問題です。次の記述は民法の規定に照らして「〇」か「×」か?

「系譜、祭具及び墳墓の所有権は、被相続人の指定に従って祖先の祭祀を主宰すべき者があるときを除き、慣習に従って祖先の祭祀を主宰すべき者が承継する」

「被相続人の指定に従って」とか「慣習に従って」とか、個人的には多少時代錯誤な感は否めないですが、それはさておき、正解は「〇」です。これは民法897条1項に規定されている条文で、令和4年度の行政書士試験に実際に出題された問題です。
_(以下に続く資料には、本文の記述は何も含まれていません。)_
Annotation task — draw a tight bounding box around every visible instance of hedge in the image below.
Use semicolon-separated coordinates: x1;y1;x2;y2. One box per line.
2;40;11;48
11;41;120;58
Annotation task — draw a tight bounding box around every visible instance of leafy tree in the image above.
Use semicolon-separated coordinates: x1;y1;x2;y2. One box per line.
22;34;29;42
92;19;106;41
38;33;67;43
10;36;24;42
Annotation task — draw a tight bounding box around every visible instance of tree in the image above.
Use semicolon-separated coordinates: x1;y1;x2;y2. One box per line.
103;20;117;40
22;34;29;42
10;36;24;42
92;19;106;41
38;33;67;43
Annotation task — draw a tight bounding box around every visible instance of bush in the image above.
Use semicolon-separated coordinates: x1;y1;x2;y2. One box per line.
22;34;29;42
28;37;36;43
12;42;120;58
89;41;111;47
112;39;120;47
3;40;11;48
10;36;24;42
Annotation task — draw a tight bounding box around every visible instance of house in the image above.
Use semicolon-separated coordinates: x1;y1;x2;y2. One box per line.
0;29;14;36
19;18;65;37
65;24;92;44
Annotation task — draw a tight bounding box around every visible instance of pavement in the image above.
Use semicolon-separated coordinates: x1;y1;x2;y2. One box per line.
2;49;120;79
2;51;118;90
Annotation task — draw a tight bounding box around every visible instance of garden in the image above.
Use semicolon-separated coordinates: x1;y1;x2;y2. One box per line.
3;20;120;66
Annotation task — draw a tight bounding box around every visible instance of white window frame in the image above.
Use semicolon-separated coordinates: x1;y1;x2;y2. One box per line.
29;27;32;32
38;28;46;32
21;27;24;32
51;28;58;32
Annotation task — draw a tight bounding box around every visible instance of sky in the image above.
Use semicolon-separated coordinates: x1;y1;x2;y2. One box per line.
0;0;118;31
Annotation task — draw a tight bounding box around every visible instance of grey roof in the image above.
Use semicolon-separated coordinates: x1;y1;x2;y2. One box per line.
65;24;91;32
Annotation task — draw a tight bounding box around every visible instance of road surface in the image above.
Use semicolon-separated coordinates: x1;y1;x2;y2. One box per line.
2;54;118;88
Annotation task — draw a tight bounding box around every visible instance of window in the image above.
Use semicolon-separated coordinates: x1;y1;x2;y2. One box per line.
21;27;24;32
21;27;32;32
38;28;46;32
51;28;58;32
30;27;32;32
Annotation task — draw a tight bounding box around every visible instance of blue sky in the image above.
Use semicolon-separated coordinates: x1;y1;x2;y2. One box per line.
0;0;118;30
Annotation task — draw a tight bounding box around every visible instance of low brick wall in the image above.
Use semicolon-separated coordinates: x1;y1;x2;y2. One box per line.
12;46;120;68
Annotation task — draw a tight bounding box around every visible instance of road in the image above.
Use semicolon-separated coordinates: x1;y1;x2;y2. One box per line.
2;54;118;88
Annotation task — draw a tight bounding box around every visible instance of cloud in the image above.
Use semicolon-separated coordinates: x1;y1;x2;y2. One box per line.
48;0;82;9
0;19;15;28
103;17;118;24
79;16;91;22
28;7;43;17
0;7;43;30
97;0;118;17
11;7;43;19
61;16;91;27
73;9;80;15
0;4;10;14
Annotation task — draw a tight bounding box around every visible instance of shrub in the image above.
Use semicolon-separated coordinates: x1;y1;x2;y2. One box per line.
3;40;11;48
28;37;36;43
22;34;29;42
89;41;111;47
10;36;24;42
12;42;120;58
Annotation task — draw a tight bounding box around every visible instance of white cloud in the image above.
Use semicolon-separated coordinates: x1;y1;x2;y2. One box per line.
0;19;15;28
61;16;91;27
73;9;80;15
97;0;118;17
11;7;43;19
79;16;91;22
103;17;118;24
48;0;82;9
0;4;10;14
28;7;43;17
条文の趣旨ですが、仏壇や位牌、墓石、墓地などは、被相続人が承継者を決め、また遺言があればそれに従い、承継されます。例えば仏壇や墓を守っている父が、長男を承継者と定めれば、長男はそれに従うことになります。承継の指定がなければ、その地域や家の慣習に従って決めることになります。承継の指定がなく、慣習も明らかでない場合は、家庭裁判所が決めます。なお、継承した仏壇や墓石、墓地などは相続財産には含まれず、その分相続する財産が減らされることはありません。

核家族化により、子供たちは都会や海外に住んでいるなど、ライフスタイルを考えると、墓を引き継ぐのも大変な時代です。ご自身の家族だけに生じている課題ではなく、周りの事例なども参考にしたいところです。少子化も進み、「墓じまい」も今後増加していくことになるでしょう。